C’era una volta il West

Ho sempre considerato il Western un genere di letteratura piuttosto "facile"

Ho sempre considerato il Western un genere di letteratura piuttosto "facile". Sia sullo schermo che sulla carta i personaggi mi sembravano sempre troppo piatti, marchiati da un manicheismo esagerato: il buono era sempre insulsamente troppo buono, il cattivo era banalmente, stolidamente, talvolta inutilmente cattivo.

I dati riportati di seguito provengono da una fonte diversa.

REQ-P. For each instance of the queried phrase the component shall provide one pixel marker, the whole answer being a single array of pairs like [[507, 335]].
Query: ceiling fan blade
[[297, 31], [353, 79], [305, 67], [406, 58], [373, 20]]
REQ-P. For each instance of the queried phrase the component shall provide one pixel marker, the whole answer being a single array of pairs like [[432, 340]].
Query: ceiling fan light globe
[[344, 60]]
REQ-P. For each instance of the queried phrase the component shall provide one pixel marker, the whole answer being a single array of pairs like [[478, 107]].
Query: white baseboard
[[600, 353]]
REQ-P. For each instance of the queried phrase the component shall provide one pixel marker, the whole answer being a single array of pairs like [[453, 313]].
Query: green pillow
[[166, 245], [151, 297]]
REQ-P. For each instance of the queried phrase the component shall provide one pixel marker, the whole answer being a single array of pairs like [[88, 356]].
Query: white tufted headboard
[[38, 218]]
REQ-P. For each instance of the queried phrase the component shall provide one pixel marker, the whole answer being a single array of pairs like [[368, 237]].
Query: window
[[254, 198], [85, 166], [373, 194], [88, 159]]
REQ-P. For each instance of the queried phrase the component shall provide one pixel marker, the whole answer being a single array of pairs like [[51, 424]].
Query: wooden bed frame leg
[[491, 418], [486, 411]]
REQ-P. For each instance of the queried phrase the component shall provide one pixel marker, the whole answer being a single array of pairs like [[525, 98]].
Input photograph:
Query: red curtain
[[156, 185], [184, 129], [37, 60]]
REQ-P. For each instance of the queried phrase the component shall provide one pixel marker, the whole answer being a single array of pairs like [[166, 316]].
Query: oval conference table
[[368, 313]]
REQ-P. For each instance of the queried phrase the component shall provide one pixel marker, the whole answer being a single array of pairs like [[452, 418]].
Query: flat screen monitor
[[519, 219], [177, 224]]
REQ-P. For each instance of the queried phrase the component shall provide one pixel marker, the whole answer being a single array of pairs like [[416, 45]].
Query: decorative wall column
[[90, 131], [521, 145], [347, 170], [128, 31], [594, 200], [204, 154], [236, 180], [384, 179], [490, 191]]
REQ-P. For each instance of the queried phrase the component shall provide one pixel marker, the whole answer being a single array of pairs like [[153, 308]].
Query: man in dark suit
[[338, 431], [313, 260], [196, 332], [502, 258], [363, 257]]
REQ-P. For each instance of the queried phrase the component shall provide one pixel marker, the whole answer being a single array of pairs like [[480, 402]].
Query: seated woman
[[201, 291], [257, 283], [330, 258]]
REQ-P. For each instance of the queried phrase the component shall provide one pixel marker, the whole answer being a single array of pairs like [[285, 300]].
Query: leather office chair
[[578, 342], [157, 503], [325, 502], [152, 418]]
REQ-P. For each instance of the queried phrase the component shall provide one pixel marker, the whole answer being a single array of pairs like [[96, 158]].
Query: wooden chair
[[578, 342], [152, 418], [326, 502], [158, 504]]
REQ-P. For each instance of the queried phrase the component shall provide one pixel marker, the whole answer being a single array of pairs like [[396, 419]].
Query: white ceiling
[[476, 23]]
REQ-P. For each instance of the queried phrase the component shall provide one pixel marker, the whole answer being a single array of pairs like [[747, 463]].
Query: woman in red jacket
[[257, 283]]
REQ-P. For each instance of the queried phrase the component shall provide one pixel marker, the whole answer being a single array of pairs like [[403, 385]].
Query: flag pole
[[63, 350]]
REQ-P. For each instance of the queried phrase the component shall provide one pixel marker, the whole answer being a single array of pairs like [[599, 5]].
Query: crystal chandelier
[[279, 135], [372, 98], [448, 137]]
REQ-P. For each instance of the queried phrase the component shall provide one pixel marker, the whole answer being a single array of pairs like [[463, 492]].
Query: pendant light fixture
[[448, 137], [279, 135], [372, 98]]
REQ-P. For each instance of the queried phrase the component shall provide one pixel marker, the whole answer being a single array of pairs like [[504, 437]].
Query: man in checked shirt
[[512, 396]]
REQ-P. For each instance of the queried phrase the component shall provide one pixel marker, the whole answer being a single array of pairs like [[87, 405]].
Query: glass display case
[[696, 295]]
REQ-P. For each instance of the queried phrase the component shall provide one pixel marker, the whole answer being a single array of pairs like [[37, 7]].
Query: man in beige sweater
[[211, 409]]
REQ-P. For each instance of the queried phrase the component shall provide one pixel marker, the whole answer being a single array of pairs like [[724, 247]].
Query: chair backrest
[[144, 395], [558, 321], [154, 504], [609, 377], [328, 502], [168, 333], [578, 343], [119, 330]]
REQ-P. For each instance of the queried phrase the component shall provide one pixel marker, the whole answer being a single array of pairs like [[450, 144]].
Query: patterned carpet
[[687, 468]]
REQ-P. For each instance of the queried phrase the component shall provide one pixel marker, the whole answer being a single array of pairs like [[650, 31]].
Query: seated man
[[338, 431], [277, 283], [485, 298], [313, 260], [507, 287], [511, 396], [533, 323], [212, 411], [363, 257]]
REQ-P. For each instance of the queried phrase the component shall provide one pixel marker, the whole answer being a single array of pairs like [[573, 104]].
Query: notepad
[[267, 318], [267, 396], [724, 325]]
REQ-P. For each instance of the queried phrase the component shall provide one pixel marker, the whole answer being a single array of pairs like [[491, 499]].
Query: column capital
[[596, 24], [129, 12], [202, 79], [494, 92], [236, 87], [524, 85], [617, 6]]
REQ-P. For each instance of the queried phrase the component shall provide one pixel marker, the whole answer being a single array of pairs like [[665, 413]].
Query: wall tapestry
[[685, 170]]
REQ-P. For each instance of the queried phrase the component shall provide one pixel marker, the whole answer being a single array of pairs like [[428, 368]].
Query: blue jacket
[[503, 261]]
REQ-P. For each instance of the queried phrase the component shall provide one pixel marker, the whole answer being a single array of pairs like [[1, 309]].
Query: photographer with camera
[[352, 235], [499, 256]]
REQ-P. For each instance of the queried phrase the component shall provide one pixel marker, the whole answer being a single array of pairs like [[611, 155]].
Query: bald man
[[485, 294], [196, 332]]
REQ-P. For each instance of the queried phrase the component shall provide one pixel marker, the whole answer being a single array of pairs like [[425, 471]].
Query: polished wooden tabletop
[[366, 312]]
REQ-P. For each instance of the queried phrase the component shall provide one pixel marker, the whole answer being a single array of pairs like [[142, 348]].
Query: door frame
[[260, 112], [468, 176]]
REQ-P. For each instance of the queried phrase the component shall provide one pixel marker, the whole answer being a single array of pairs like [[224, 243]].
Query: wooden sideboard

Tra i due, la rivalità, qualche scazzottata, e poi l'inevitabile, risolutiva, tragica sparatoria finale. Se poi il cattivo era un pellerossa gli si sparava direttamente, senza passare dal via.
Che poi, a guardar bene, tanta della fantascienza che apprezzavo da ragazzo seguiva esattamente lo stesso schema, aveva solo rimpiazzato le Colt con dei laser e i cavalli con delle astronavi.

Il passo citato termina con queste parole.